Peritas's eye twitched and his mouth formed into a frown. He looked out beyond the border again for a long while. Kalefheit was safe, far safer than the world where the New Men roamed and wasted away in hordes around the old Ceitus. And in the West were the ignorant, trying to uphold the ideology the Old Ones believed in. They were blinded by their thirst for knowledge and feared, for they had power and resources in spades that most would be lucky to see in their lifetime.

Elsewhere were a nomadic tribe, the Riders. Worshippers of Abirt and the trickster god York. Caeda had only heard of them in fables, but there was something in the way Peritas surveyed the land beyond the border that made her think they were more than that.

It mattered not.

"Peritas," Her voice was barely above a whisper.

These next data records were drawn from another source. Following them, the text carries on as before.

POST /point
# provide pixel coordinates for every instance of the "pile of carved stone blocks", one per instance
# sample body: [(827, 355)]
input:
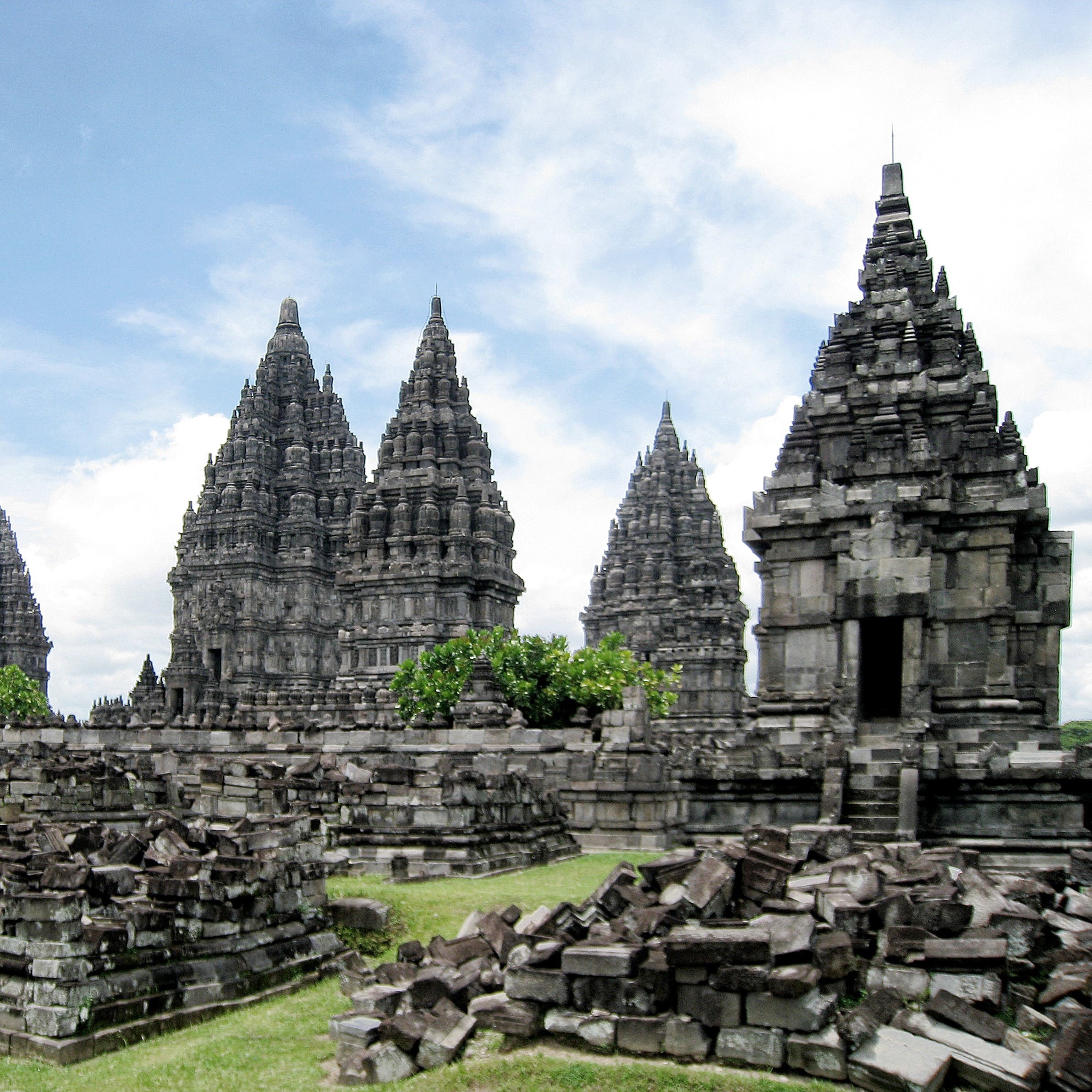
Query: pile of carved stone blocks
[(112, 937), (47, 782), (760, 954)]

With a long sigh, Peritas turned his back to her, "I will honor the Code. For your sake, and the sake of all Hunters, I hope you do as well."

"Tell me you would not do the same."

Peritas glanced over his shoulder and shook his head. Caeda swore and threw a stone at him, but he continued to walk.

"By Gerye's Forge, Peritas!"

Peritas halted, "I've known you since we were whelps, and you know what it means to abandon the Code."

"This is different. She wouldn't abandon the Code on purpose. She can't come back! The Keepers-"

"The Keepers and their war have nothing to do with the choices Yaki made."

"By the Forge, Peritas."

"I've made up my mind, Caeda. What about you?"

A crash into the tower of God drew their attention. Peritas shot Caeda a look then lowered his spear. Her heart sunk into her stomach, but she did not stop him as he ran to investigate.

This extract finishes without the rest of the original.